NOTES TO THE CONDENSED CONSOLIDATED FINANCIAL STATEMENTS
(Unaudited)
6. Unusual loss
On September 11 and 12, 2004 Hurricane Ivan significantly affected the Companys Cayman Islands operations. As a result, the Company suffered damage to its seawater conversion plants, which are covered by property insurance. Under generally accepted accounting principles, the Company is required to record the loss of any property, which must be replaced, in the period the loss occurs, and record any gain from the related insurance claim only when the recovery is probable. The Company has preliminarily estimated the total loss to its plant and equipment to be $1,342,274, its spare parts inventories to be $111,839 and costs relating to rebuilding Cayman Islands operations to be $133,359. These amounts have been recorded as an unusual loss on the income statement as Net loss due to Hurricane Ivan. The Company also suffered loss of profits during the period that it was unable to sell water to its Cayman Islands customers. The Company is currently quantifying this loss of profits with the intention of submitting a claim for such loss to its insurer under its Loss of Profits insurance policy.

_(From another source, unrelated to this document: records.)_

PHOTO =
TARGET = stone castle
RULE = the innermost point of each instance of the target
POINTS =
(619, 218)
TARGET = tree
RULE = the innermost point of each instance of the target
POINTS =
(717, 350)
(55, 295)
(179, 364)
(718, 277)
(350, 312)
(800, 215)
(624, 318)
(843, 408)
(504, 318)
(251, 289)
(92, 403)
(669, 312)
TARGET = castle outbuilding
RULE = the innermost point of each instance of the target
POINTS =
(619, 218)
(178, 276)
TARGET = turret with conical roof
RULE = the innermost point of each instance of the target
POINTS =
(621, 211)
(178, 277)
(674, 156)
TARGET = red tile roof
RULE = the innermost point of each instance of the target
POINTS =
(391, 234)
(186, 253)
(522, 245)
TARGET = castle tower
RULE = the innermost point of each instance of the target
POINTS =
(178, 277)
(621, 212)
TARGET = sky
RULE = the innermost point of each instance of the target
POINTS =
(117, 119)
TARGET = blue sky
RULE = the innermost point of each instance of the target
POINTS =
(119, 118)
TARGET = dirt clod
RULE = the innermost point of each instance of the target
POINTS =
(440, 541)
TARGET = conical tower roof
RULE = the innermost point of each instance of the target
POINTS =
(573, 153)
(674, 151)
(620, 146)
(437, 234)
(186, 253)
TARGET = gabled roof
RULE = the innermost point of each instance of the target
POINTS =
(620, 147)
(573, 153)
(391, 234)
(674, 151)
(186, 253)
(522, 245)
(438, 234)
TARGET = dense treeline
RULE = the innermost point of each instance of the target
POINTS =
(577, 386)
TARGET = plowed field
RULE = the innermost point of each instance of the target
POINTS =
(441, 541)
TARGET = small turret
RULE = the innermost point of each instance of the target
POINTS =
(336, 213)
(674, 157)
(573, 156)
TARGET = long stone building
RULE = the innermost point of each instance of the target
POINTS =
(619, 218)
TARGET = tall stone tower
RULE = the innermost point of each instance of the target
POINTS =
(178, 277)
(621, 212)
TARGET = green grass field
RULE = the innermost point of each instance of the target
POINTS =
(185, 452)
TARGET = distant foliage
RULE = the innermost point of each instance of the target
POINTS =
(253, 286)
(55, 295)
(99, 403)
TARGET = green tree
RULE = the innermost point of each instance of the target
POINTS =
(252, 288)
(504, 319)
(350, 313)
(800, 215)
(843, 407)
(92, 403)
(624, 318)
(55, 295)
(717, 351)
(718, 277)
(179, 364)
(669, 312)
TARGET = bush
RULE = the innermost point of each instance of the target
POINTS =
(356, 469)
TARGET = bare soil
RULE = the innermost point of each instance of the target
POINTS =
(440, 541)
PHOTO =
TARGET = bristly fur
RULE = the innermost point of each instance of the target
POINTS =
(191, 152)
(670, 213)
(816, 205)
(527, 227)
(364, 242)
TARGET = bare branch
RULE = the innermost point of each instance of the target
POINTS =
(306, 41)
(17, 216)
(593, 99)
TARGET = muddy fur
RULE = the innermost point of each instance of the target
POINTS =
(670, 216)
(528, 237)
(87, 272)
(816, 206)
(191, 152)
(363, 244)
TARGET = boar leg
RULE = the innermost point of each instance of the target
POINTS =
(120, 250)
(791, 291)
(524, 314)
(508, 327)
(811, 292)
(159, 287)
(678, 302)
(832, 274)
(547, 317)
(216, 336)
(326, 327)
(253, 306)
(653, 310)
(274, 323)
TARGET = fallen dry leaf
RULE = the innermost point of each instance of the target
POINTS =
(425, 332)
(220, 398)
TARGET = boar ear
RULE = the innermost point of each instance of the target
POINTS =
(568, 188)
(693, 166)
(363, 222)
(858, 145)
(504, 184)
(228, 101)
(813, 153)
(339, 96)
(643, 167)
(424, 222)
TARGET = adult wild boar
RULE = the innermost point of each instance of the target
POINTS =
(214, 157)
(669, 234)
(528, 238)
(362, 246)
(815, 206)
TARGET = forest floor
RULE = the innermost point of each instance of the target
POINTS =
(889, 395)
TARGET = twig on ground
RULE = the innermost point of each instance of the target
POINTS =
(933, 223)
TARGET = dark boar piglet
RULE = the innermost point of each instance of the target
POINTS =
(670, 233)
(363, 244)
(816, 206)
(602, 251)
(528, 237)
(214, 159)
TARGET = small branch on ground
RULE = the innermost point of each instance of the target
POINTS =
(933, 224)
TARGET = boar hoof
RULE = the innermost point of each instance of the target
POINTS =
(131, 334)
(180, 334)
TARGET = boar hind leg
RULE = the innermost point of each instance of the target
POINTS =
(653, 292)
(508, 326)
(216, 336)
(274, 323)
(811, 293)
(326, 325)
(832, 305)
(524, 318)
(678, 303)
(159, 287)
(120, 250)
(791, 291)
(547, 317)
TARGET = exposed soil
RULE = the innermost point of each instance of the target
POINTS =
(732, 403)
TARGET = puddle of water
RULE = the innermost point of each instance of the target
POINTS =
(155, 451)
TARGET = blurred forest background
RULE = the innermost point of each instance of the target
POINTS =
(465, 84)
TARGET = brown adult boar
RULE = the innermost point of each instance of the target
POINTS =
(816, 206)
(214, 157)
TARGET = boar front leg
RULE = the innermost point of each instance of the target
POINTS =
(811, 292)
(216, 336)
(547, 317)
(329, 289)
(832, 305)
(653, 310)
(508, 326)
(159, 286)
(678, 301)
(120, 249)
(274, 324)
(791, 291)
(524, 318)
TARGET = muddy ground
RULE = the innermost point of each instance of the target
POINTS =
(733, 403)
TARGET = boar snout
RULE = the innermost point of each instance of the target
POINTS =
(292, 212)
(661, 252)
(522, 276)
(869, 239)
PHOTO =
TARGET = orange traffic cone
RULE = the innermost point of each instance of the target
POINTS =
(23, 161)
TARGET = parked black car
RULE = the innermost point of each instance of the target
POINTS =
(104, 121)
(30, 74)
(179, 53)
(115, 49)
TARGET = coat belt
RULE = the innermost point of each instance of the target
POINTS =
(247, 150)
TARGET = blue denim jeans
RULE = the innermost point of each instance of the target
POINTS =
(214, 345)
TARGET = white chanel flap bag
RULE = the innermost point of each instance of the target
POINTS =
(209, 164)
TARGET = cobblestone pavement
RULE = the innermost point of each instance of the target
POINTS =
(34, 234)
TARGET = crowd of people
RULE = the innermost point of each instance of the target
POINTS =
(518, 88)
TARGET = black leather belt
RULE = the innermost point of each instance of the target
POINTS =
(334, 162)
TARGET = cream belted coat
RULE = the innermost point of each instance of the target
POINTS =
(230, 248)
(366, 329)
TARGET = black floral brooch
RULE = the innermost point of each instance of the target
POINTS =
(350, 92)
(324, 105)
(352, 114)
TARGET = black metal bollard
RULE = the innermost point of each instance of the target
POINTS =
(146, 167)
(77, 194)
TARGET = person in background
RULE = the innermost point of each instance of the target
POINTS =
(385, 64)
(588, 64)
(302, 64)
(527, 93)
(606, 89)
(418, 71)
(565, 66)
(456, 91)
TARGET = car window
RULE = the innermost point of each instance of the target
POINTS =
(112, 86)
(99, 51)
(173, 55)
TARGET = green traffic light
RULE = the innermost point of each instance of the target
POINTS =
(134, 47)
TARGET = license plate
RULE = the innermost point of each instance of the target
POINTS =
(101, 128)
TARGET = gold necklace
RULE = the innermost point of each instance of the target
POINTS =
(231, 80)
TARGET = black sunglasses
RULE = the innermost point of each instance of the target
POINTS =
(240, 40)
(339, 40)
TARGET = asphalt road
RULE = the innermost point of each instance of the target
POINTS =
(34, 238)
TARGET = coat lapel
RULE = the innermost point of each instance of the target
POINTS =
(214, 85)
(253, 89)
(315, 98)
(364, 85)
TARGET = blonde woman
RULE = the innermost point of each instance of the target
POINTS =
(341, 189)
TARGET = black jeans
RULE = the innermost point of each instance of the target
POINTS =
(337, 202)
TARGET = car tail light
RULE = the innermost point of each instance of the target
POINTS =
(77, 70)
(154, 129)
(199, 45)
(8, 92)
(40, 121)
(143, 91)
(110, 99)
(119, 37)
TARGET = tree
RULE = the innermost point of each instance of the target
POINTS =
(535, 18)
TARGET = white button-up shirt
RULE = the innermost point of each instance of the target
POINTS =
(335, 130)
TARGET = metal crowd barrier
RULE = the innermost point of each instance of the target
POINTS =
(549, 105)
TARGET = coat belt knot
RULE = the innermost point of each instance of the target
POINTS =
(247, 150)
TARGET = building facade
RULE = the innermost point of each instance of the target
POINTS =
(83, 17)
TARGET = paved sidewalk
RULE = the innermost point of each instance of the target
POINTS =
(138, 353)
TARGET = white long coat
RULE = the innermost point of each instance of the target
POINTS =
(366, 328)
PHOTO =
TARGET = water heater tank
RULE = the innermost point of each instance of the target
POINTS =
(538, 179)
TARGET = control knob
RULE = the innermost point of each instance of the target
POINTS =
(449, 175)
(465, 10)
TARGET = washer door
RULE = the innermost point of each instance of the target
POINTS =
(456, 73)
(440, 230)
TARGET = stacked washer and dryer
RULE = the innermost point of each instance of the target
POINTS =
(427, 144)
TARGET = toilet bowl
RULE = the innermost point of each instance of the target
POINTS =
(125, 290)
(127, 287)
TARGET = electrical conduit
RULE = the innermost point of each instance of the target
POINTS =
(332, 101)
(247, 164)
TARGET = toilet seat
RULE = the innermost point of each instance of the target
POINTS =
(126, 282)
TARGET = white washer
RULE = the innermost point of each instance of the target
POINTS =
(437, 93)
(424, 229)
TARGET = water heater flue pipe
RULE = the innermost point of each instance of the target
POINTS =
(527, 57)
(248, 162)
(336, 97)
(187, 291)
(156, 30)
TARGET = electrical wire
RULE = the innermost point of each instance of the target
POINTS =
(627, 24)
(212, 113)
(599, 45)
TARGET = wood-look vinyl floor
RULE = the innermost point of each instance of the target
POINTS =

The Company has recorded probable recoveries from insurance of $1,200,000 partially offsetting the estimated loss of $1,587,472. At the time of this filing, the Company is still in the process of determining the exact extent of the damage to its plants and equipment and with the assistance of advisors, is preparing an insurance claim in an effort to recover losses sustained as a result of Hurricane Ivan.
7. Subsequent events
On November 12, 2004, the Company accepted a proposal from the loss adjuster of the insurance company for an advance payment of $1,200,000 towards claims for loss and damage to property resulting in the passing of Hurricane Ivan, which affected the Companys Cayman Islands operations on September 11 and 12, 2004. This amount has been recorded as a receivable on the September 30, 2004 balance sheet and has offset part of the unusual loss of $1,587,472.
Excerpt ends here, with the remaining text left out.